Smita Srinivas works in economics and public policy, with extensive advisory experience in economic development, technological innovation, and industrial policy. At NCBS, she is Visiting Professor and the India lead and Co-Investigator on an Economic and Social Research Council-funded East Africa-India-UK research collaboration to improve access to cancer care. The project addresses an emerging health crisis in Sub-Saharan Africa, where an increasing number of people are dying from cancer through poor diagnosis and treatment, and exclusion from treatment by the lack of ability to pay for it. Her research focuses on the industry dynamics, market instruments, and healthcare priorities for cancer care in India. The project also considers the economic institutions of market design and policy reform, and global scientific, technology development, and engineering gaps to be domestically effective as well as to complement efforts in Kenya and Tanzania. For more information about the project, click here. Smita leads a team of researchers from a multi-faceted background in economics, engineering, and science policy.

Prof Srinivas has been the Founder Director of the Technological Change Lab (TCLab), a research centre and platform originally at Columbia University. She is affiliated with CTIER, India; the Economics Department & IKD Centre at the Open University UK; and Science/Engineering at the Science, Technology, Engineering, and Public Policy department at University College London. In senior advisory and executive appointments in the US, East Africa, and India, she has been Head of School, Director, and Co-chair to establish global higher education programs with interdisciplinary and multidisciplinary efforts towards more effective economics and economic development. She has held other full-time or visiting academic appointments at Columbia University, Harvard University, London School of Economics and Political Science (LSE), and the Indian Institute of Science (IISc).

Her research and policy efforts have been invited to a wide range of global think-tank panels and affiliations. She has over two decades of advisory and consulting experience including programs of public, business, and non-profit clients. These efforts include high-level expert reviews, plans and goal-setting, reform strategy, competitive investment domains, M&E, research and performance metrics, and ethical, high-impact process and partnerships. Organisations have included the Karnataka government, several global agencies of the United Nations, Engie the global energy services company, Aga Khan University, SEWA, the International AIDS Vaccine Initiative, the OECD, and many others.

She currently serves on the journal advisory boards or scientific committees of Innovation and Development; African Journal of Science, Technology, Innovation and Development; PSL Quarterly Review, and The Review of Evolutionary Political Economy REPE. Her work has been recognised by the Economics and Social Research Council (ESRC) UK 2018; Institute for New Economic Thinking INET Young Scholars Initiative; Indo-Swiss ICSSR Scholars Exchange Grant; World Health Organization (WHO); United Technologies Corporation (Centre for Public Problem-Solving and NIP partnership); Tekes/Tampere University of Technology; Ford Foundation; Rio Government, FAPERJ Columbia Global Centres;  Columbia University Institute for Social and Economic Research and Policy ISERP (Quantitative Methods Research and Seed Grant); Columbia University Institute for Latin American Studies grants; several Harvard University Fellowship awards at the Belfer Center, Kennedy School of Government; Harvard University Women in International Affairs mentors award; MIT Centre for International Studies, Energy, Technology, International Affairs grant; Mellon-MIT Research Grant; Industrial Performance Centre MIT; and nominated to membership, Sigma Xi, U.S. Science Honor Society.

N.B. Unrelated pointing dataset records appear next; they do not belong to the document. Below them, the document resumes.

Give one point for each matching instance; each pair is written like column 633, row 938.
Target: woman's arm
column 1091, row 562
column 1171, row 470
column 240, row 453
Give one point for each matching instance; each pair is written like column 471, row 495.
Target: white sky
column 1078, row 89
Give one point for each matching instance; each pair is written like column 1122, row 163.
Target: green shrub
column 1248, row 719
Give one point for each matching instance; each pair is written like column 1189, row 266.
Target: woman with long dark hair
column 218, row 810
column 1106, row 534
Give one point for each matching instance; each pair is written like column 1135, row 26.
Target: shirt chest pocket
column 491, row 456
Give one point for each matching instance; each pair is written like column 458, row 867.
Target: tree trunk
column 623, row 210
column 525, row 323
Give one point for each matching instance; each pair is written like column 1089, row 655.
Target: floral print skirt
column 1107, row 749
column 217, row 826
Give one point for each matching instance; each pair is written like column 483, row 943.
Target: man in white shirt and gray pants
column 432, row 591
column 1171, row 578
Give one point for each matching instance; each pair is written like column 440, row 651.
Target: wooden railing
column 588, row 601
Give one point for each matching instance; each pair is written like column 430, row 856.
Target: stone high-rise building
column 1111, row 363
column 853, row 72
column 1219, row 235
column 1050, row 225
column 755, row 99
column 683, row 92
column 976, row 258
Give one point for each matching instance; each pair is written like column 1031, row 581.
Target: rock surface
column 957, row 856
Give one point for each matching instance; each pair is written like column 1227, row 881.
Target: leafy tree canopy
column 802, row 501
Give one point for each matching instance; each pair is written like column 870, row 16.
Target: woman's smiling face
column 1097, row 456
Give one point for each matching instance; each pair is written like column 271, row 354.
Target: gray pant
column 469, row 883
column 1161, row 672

Prof. Srinivas has been selected as the 2021 Clarence E. Ayres Scholar by the  Association for Evolutionary Economics (AFEE) for her outstanding contributions to the field of institutional economics." She has been recognised for contributions to theoretical perspectives with the biennial 2015 EAEPE (Gunnar) Joan Robinson Prize from the European Association for Evolutionary Political Economy for her book “Market Menagerie: Health and Development in the Late Industrial States” (Stanford University Press, 2012) and for applied impact as a Young Urban Leader in 2014 at the World Cities Summit, Singapore.

She has prior training in economics, physics, and mathematics from Europe and the US. Her PhD at the Massachusetts Institute of Technology (MIT) focused on economic development and policy process, and specialised in microeconomics, technology, and industrial policy, with a minor field in public finance.